I do not understand. Sims do not distinguish clearly between "personal" wealth and "household" wealth. Upon a sim's arrival into a new household, all funds enter the pool. They only meaningful concept of "personal" wealth is in tracking earned income for want and memory satisfaction, but these track only gross earnings, not net earnings, and do not track expenditures at all, so a single sim can "personally earn" an infinite quantity of money.
The sculpture method, even without a custom specialty sculpture, would therefore simply drain money from the originating household (cost of purchasing sculptures to stuff into the mover-out's inventory), and when you then move out that sim, be automatically converted into household funds of the new household (so you can buy a new home). "Personal" wealth is meaningless in such a case because a sim cannot exist independently of a household.

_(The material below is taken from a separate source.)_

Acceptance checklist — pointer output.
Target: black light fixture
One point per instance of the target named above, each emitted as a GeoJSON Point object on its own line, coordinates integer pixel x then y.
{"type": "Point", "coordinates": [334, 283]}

If the sim is the sole resident of a household, the household wealth IS his personal wealth. If he is NOT the sole resident, because you moved multiple sims out as a unit, individual wealth is still meaningless because they are in single household and therefore inseperable from each other until you place them on a lot somewhere.
An example follows:
Sims A, B, C, and D are in household 1 and have $100K NW (and probably less in cash). You wish to move out sim D with $50K. Therefore, you buy $50K worth of statuary and cram them into D's inventory. Household is now down $50K cash. Sim D has 50K worth of crappy statues in his inventory. You move him out. Sim D splits off to form household 2, with the 50K of statues now converted to cash so you can actually buy a lot. Household 2 now has $50K NW (they are homeless, so their worth is in cash only) and consists of solely sim D. Household 1 now consists only of Sims A, B, and C, wirth 50K NW (and their house, so somewhat less in cash).
Another example:
Same starting situation, but you wish to move out Sims C and D. If you move out sims C and D in a single moveout, it does not matter how you distribute the statues. They will still ultimately form household 2 with 50K NW deducted from the original household 1. Individual wealth is not a meaningful concept in Sims. It does not matter if you distributed the statues with 30K for C and 20K for D. They still form a single household with 50K. You would have to move them out SEPERATELY so they form seperate households.
In conclusion, what you are talking about makes no real sense in the context of the game, and amounts to nothing more than personal bookkeeping because you feel sim C is entitled to more of the household pot than D, which is precisely what the proposal supports....if they move out. If they don't move out, this is meaningless and the division exists only on paper, a purely artificial seperation recognized by nothing in the game.
Inge:
I think many people would not want all wall-hanging and floor-standing decorative objects removed from their Sim's inventories. Quite apart from some that may have a meaning to the individual sim's storyline, personal book keeping as you describe it, by statue count, is useful as a long-term saving plan. It would be a nuisance to have to remember what each sim had and restore it.
Example: Two adult sims move out of a house together. One is going to be a mere lodger and move out once he has enough wealth to do so. Why would we want his personal inventory items to go towards buying the house when he's meant to be saving them to buy his own house one day?